The confusion matrices of joint motion state S1 and S4 prediction corresponding to the six prediction models

This paper further explores the prediction performance of the model at different speeds and under different joint forces. Based on the Bayesian optimization method, the hyperparameter combinations of the prediction network models are obtained with \(V=3\%\) and \(V=6\%\) two motion speeds, as shown in Table 9. We can see that the optimal learning rate, the number of hidden layers, and the optimizer corresponding to the models change significantly with the speed changes. For example, when the speed is \(V=3\%\), the hidden layer of Bo-BiLTSM is reduced from 256 to 107, and the epoch is reduced from 40 to 25. The results demonstrate that our optimization framework can significantly reduce the training overhead.

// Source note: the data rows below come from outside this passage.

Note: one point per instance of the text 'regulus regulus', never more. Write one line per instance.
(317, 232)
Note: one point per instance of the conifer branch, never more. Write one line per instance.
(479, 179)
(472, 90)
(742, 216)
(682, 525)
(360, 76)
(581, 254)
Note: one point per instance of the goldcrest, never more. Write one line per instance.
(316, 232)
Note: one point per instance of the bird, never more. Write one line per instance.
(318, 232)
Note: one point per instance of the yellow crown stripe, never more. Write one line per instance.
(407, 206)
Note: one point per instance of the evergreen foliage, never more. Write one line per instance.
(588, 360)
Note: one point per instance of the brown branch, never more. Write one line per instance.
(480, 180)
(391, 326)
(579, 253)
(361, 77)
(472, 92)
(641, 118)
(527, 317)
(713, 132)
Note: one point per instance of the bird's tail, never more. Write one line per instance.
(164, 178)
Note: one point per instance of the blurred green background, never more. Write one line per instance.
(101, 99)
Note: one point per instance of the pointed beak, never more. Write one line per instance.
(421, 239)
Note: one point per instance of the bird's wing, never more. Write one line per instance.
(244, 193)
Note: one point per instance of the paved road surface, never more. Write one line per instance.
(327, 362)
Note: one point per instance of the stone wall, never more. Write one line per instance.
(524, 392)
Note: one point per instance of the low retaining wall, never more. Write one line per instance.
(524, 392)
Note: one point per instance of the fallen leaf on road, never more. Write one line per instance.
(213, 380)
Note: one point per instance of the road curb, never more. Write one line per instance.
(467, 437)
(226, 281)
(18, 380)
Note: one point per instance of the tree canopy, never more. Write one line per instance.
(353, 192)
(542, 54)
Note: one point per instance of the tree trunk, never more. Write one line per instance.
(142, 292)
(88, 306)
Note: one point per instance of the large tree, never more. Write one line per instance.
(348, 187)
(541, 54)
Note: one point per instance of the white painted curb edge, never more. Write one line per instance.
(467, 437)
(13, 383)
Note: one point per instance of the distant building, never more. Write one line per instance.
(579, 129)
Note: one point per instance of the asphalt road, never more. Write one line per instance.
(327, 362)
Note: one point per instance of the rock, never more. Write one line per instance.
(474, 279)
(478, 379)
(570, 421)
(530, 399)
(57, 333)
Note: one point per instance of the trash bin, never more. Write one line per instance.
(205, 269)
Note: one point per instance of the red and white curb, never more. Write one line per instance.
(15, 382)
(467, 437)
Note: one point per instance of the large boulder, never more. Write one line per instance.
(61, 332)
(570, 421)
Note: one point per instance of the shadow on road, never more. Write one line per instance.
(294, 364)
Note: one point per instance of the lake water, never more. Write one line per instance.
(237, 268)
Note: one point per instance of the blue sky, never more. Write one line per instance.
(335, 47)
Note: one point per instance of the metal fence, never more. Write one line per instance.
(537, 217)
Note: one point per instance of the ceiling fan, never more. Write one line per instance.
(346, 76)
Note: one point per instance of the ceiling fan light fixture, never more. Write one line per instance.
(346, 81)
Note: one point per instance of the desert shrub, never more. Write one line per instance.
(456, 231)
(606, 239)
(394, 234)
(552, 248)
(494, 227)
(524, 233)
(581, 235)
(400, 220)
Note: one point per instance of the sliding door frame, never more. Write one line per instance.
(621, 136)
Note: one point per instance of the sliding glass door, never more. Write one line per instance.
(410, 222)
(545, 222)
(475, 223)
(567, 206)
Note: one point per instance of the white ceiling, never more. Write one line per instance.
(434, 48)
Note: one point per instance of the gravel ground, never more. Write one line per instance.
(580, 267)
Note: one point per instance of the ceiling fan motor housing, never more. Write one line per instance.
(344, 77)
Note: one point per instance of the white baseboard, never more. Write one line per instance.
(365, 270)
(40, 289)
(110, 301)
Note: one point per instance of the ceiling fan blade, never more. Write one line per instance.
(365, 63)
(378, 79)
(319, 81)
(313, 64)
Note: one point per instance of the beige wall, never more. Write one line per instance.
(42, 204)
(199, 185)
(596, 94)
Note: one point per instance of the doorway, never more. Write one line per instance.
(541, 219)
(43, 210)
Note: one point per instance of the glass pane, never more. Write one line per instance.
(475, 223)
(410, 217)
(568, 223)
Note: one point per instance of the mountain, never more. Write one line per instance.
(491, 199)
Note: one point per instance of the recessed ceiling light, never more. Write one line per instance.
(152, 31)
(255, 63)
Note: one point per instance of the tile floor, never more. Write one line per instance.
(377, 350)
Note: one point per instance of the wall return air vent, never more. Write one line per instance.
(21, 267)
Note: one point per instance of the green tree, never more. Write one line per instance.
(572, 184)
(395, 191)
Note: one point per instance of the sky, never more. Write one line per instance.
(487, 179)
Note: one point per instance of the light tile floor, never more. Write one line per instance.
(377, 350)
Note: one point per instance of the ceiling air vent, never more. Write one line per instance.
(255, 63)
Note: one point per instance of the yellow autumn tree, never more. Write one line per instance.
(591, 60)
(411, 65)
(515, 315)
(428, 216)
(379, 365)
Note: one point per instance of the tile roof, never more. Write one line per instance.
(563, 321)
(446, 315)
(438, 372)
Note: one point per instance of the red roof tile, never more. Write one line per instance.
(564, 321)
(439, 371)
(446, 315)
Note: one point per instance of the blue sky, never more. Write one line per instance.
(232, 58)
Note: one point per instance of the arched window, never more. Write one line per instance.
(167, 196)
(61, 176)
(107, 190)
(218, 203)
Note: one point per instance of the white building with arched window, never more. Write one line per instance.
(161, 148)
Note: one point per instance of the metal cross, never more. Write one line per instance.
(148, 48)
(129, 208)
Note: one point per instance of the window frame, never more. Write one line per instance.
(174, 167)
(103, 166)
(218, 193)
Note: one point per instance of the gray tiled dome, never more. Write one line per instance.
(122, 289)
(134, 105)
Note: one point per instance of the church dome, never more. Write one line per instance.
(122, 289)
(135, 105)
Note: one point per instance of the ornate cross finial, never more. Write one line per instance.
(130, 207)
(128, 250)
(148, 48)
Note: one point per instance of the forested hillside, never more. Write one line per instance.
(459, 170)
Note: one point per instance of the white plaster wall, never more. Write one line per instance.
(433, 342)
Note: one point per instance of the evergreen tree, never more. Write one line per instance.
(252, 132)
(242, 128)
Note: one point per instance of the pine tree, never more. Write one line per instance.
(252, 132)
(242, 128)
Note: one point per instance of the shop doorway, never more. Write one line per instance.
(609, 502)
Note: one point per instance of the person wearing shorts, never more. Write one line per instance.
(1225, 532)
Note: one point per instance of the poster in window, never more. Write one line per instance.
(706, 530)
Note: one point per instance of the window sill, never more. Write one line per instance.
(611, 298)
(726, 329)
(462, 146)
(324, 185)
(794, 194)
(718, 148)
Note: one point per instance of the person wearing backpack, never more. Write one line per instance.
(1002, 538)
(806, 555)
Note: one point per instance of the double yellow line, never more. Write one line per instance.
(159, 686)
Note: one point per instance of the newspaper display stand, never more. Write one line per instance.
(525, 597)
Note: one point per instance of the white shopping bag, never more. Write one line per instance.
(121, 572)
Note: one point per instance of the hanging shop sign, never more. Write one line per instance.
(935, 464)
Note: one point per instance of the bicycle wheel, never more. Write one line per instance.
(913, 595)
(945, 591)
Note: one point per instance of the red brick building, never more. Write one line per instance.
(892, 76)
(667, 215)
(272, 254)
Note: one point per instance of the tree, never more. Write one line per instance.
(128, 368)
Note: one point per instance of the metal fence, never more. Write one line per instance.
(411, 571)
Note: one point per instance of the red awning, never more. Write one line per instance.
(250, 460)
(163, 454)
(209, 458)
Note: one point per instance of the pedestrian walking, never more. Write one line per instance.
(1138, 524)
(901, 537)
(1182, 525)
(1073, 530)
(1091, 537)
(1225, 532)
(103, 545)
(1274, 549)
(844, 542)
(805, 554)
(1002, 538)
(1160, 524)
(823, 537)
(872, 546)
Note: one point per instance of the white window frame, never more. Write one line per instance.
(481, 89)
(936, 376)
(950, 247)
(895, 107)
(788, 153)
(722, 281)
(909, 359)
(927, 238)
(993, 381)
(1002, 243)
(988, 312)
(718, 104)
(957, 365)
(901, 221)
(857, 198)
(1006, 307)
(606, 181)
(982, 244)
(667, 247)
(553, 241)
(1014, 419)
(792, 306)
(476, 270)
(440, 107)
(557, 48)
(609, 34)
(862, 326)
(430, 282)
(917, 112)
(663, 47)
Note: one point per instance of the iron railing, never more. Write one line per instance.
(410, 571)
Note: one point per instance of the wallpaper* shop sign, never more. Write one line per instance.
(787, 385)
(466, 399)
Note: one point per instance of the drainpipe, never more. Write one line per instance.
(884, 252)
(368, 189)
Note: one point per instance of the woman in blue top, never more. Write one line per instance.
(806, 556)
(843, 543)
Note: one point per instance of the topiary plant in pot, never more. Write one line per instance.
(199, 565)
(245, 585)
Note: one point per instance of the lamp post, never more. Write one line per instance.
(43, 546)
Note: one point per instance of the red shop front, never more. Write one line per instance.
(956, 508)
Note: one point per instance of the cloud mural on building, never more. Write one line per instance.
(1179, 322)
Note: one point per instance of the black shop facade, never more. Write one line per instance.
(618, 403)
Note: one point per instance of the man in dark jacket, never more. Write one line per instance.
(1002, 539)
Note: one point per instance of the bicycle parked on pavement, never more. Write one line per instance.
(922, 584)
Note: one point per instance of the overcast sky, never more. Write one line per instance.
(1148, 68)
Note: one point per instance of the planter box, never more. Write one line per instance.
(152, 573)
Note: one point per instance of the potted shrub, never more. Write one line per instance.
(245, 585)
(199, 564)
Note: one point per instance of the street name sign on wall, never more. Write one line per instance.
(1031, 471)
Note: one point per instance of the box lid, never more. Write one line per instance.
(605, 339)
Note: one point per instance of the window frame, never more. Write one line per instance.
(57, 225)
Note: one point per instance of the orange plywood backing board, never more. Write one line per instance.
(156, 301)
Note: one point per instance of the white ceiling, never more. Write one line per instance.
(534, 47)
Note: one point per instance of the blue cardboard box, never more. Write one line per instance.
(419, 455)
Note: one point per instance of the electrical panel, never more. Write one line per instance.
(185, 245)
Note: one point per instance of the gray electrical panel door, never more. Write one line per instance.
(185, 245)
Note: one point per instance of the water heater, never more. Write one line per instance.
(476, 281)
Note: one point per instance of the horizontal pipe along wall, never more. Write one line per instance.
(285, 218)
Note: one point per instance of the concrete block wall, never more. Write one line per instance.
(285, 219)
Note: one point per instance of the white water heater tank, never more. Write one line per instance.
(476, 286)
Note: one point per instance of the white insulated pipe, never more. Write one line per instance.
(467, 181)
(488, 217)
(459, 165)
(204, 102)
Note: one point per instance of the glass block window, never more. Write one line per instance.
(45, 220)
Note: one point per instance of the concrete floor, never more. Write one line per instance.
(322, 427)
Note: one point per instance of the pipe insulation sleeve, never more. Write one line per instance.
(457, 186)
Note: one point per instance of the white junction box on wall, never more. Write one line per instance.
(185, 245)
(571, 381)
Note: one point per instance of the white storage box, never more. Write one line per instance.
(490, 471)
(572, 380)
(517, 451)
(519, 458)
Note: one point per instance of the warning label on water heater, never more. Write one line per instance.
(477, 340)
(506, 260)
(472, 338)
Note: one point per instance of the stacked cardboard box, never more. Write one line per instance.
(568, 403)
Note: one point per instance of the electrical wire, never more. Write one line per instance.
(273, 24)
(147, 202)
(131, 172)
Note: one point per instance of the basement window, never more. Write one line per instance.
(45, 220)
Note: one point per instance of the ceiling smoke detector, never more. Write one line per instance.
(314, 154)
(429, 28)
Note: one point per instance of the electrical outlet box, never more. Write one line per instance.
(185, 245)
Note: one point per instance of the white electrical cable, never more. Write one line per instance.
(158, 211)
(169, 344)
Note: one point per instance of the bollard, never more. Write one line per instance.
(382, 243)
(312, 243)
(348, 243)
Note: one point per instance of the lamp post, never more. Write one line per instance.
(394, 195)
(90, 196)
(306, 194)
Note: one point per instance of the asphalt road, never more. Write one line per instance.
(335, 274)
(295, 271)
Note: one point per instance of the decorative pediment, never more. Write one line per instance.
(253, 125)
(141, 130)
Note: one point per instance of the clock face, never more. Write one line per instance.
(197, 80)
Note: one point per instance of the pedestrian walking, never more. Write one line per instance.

Table 9 The hyperparameter combinations of the prediction network models with \(V=3\%\) and \(V=6\%\)
Table 10 Comparison of joint motion state prediction accuracy with different speeds (\(\%\))
Fig. 7
figure 7

The confusion matrices of joint motion states \(\left\{ S4,S5,S6 \right\} \) prediction corresponding to the traditional depth prediction models and our Bayesian optimization models

We will also further discuss the variation in the prediction ability of the model under different hyperparameter combinations. From Table 3, depending on the various speeds, we divide the joint motion states into two categories, \(\left\{ S1, S2, S3 \right\} \) and \(\left\{ S4, S5, S6 \right\} \). We first compare the motion state prediction accuracy between the traditional prediction models and the Bayesian optimization-based prediction models at different speeds, which is described in Table 10. From the comparison results, it can be seen that our proposed Bayesian optimization framework has a significant improvement in motion state prediction accuracy relative to the traditional depth prediction models. Our BO-LSTM model also achieves the highest prediction accuracy relative to other Bayesian optimization models. The average prediction accuracy of BO-LSTM is improved by \(5.42\%\) relative to BO-RNN. It is also enhanced by \(0.09\%\) over BO-BiLSTM. We also generate the confusion matrices of joint motion states \(\left\{ S4, S5, S6 \right\} \) prediction corresponding to the traditional depth prediction models and our Bayesian optimization models, as shown in Fig. 7. All the experimental results demonstrate that our proposed Bayesian optimization framework further improves the accuracy of robot motion state prediction through hyperparameter selection. At the same time, based on the Bayesian optimization framework, we also verify that the proposed BO-LSTM can better predict the robot motion state.

Conclusions

In this paper, we proposed a novel Bayesian optimization prediction framework for the four-axis industrial robot joint motion state. We first formulated two assumptions, which are used to demonstrate that it is possible to analyze the joint current data to obtain the motion state of the robot. Then, the proposed framework used the RNN, LSTM, and BiLSTM to extract the features of the industrial robots. To further optimize the training process of the framework, we used Bayesian optimization to minimize the size of the hyperparameter. We also designed a current acquisition device to get the current data of the robot joint motor, which used the non-contact Hall sensor. We used the device to construct a dataset for the four-axis industrial robot. We evaluated the proposed framework on the self-construct dataset. The experiment results show that the proposed framework is applicable to predict the joint motion state under various conditions.